Nothing more appalled Adams than to observe statesmen enunciating one set of principles when out of office and, once in the White House, embarking upon an entirely different course of action. Thus Jefferson the Philosopher and Jefferson the President become almost separate entities. The Philosopher wanted to preserve the values of rural life in the name of Republican simplicity, restrict the power of the national government in the interest of human liberty, and uphold the principle of state sovereignty as the best guardian of the will of the majority. The Philosopher also distrusted the power of the Executive and Supreme Court, and he called for a reduction in taxes and the national debt and elimination of the tariff and the Bank of the United States. Jefferson the President, however, violated his own principles in allowing the old Federalist banking system to remain and the debt to increase, in failing to revise the Judiciary Act, and most of all in negotiating the Louisiana Purchase without the advice and consent of Congress, a move that boldly expanded executive power and negated the Philosopher's own strict construction of the Constitution. Jefferson even went so far as to suggest changing the Constitution in order to create an annual fund for public works, arts, education, and for promoting manufacturing.

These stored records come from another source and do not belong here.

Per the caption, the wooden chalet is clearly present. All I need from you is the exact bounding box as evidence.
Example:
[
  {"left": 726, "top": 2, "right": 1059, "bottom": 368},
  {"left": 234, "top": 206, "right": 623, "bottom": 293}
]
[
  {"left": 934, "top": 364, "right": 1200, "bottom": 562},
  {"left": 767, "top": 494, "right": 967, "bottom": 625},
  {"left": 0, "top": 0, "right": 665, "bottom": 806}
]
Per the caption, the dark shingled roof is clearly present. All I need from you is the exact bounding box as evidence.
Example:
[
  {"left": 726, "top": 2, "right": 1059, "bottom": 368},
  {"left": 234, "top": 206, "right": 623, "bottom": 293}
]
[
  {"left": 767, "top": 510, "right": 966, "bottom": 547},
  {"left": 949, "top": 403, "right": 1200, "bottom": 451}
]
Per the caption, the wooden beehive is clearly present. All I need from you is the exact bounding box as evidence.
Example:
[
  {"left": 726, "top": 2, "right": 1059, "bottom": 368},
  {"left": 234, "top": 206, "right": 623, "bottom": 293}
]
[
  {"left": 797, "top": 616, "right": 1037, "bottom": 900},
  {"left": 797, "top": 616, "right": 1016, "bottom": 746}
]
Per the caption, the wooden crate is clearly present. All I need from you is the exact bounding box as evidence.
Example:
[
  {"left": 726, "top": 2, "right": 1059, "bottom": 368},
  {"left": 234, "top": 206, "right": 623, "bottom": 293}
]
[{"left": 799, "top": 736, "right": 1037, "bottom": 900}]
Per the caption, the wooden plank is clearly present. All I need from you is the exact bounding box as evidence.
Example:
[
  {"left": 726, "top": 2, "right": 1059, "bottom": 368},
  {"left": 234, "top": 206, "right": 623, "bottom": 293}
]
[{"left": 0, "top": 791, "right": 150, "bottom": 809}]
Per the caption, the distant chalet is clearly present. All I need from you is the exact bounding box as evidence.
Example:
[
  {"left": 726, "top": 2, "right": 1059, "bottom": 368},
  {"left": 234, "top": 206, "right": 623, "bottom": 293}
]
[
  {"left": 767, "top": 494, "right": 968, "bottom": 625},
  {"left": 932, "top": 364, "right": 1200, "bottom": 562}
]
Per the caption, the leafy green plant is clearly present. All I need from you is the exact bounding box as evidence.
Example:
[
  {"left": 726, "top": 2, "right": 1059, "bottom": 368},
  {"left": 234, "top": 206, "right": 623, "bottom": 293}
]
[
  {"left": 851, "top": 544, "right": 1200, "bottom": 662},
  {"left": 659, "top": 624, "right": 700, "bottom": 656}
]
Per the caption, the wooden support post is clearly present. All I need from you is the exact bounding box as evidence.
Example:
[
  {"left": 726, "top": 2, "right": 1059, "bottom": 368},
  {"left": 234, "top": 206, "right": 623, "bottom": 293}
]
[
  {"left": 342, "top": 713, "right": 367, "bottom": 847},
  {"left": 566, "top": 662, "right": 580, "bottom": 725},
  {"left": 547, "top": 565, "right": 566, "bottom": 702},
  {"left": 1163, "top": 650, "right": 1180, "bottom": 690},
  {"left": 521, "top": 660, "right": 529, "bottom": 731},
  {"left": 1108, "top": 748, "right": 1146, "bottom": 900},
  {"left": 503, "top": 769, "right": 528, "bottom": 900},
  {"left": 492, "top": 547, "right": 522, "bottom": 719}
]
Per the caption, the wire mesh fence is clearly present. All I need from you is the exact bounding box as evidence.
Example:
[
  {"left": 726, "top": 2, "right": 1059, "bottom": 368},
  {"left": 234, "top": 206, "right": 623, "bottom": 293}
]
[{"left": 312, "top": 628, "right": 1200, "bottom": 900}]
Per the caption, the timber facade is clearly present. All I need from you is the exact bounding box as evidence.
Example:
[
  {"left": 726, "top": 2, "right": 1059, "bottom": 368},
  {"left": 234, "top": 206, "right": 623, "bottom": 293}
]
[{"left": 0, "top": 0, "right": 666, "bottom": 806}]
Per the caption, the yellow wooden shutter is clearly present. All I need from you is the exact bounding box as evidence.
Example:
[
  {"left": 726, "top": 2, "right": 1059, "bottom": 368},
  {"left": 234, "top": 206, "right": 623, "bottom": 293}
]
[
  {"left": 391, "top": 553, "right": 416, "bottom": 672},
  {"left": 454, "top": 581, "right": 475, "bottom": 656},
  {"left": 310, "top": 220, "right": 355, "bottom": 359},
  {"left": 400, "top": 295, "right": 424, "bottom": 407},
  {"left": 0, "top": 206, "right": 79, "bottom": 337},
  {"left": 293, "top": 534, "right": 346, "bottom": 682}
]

Today libertarian conservatives have become impatient with President Reagan for allowing many programs to stand that he had promised to eliminate. In the 19th Century Adams was not opposed to such federal programs--indeed his ancestors, Presidents John Adams and John Quincy Adams, advocated them. What he wanted was statesmen with a consistent theory of government so that principle would guide conduct and theory control power. Instead he observed in Jefferson's America politicians of both parties who "care nothing for fine-spun theories of what government might or might not do, providing government did what they wanted."
In his chapters on James Madison's two administrations Adams take pains to show that the War of 1812 should not have happened. He also takes pleasure in showing how Madison, like Jefferson, violated his own principle of state sovereignty by imposing a maritime embargo on a reluctant nation. The two Virginian Presidents also had to compromise their old classical aversion to war and standing armies, which once had been seen as the beginning of imperialism and the end of Republicanism. Again and again the forces of history compelled Americans to abandon old doctrines, but between 1800 and 1816 not one important thinker came forward with a new theory of politics.
Like Alexis de Tocqueville, Adams came to recognize that it was not politics and government that explained America but society and its people. And he too remained uncertain about the prospect of a society that assumed it could live by bread alone. "What interests were to vivify a society so vast and uniform?" Adams asked on the last page of his masterpiece. "What ideals were to ennoble it? What object, besides physical comfort, must a democratic continent aspire to attain?"
This present two-volume reprint of Adams' original nine-volume work comes as another handsome edition of The Library of America. It is monumental history written with epigrammatical brilliance.